Reformulated NanoBio Nontoxic Hard Surface Sanitizer/Disinfectant Formulation To Inactivate and Kill B. Anthracis and Other Bioattack PathogensEPA Contract Number: EPD04025
Title: Reformulated NanoBio Nontoxic Hard Surface Sanitizer/Disinfectant Formulation To Inactivate and Kill B. Anthracis and Other Bioattack Pathogens
Investigators: Hamouda, Tarek
Small Business: NanoBio Corporation
EPA Contact: Manager, SBIR Program
Project Period: March 1, 2004 through August 31, 2004
Project Amount: $69,906
RFA: Small Business Innovation Research (SBIR) - Phase I (2004) RFA Text | Recipients Lists
Research Category: Hazardous Waste/Remediation , SBIR - Homeland Security , Small Business Innovation Research (SBIR)
Antimicrobial nanoemulsion technology was developed by Dr. James Baker at the University of Michigan Medical School over a period of 5 years. That research was funded by grants from the Defense Advanced Research Programs Agency (DARPA). DARPA identified a need for a nontoxic, noncorrosive, biodefense decontamination material that can decontaminate equipment, personnel, structures, and terrain in the event of a biological incident. A series of surfactant lipid nanoemulsions that have extensive antimicrobial activity and are not toxic to tissues resulted from this effort. Nanoemulsions are oil-in-water emulsions that employ droplets that range from 200 to 800 nanometers. They are composed of detergents, vegetable oil, salt, water, a food-grade alcohol, and for anthrax decontamination, a spore germination enhancer. The physical structure of the nanoemulsion contains the surfactants that mediate the antimicrobial activity. The emulsion droplet disrupts microorganisms through fusion with and destabilization of the cell membrane, leading to lysis. Commercialization of this technology should result in a safe biodecontaminate that will kill bacteria, enveloped viruses, spores, and fungi, including anthrax and smallpox, while presenting no toxic threat to humans or the environment.
In December 1999, the U.S. Army tested a broad spectrum nanoemulsion and nine other biodecontamination technologies at Dugway, UT, against an anthrax surrogate, Bacillus globigii. Nanoemulsion was one of four technologies that proved effective and the only nontoxic formulation available.
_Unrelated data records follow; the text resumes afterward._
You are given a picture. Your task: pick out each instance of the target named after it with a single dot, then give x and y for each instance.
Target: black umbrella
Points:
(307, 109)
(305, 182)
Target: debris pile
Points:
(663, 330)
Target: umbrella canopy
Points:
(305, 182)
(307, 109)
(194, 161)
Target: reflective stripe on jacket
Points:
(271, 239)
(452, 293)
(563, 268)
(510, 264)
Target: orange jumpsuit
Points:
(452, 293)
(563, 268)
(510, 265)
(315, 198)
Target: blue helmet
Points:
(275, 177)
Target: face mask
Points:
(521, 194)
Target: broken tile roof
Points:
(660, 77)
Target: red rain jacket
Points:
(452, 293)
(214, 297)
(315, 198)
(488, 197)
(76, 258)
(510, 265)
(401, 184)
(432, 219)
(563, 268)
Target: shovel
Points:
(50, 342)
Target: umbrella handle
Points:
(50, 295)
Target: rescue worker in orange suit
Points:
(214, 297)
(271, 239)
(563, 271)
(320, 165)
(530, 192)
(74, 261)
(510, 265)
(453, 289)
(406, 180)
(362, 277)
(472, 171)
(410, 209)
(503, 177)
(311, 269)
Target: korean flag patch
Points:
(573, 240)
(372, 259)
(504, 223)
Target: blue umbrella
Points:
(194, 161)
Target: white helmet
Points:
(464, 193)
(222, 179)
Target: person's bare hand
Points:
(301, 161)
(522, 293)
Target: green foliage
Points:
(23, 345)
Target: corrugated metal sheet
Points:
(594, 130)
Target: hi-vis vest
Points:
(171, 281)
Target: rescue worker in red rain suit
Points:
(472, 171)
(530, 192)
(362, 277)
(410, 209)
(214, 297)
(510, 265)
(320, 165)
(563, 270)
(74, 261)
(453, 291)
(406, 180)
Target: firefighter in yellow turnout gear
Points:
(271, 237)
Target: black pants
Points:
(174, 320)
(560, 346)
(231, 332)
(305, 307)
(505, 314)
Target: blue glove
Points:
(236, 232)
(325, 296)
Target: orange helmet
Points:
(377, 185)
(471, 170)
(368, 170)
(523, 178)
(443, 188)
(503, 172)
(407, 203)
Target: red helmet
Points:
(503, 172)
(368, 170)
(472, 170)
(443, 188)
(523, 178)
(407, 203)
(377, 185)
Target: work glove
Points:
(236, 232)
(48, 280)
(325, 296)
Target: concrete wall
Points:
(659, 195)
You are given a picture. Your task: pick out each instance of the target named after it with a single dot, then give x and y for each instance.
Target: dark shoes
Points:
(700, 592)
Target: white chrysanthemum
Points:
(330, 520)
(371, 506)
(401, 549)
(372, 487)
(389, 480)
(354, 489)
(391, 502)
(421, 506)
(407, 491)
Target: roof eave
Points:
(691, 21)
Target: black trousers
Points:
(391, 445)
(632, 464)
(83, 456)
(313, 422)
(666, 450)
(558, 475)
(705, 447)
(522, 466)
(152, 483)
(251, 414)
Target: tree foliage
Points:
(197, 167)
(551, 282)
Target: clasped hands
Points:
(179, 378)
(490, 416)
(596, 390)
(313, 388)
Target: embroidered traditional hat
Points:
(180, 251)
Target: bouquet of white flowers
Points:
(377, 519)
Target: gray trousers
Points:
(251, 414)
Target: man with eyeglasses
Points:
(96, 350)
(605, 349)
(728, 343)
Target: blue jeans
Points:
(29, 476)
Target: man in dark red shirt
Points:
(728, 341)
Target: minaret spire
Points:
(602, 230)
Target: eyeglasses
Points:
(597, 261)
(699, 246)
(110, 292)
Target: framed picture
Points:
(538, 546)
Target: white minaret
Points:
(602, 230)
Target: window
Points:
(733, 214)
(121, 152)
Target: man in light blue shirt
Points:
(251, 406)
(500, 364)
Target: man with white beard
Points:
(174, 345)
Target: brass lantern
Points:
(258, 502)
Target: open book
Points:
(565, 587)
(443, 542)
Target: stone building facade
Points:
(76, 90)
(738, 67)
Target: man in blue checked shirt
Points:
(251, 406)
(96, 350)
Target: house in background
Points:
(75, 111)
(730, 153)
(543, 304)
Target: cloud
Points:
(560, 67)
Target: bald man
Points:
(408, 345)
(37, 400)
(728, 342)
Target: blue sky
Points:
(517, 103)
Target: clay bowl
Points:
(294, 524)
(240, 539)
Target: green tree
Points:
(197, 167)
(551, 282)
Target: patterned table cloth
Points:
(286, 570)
Other tests against the vaccine strain of Bacillus anthracis (sterne strain) were conducted by Johns Hopkins University Applied Physics Laboratories and by the U.S. Army Institute of Surgical Research.
The goal of this Phase I research project is to modify the new, safer nanoemulsion formulation for efficacy against anthrax by incorporating two nontoxic spore germination enhancers. Earlier studies have shown that careful selection of the enhancers, their ratio, and their concentration has a significant impact on efficacy against spores. Determination of the most efficacious formulation through efficacy tests against Bacillus spores will be conducted.
The commercial application, NanoProtect™, will be nontoxic, very safe to humans, and serve as a biodecontaminate for standby emergency use in buildings and building contents. Customers will include federal, state, and local governments and corporations. A subcontractor will provide the manufacturing. Sales and support will be provided by NanoBio Corporation. NanoBio Corporation management has significant business experience applicable to the projects that will be required for the commercial success of NanoProtect™.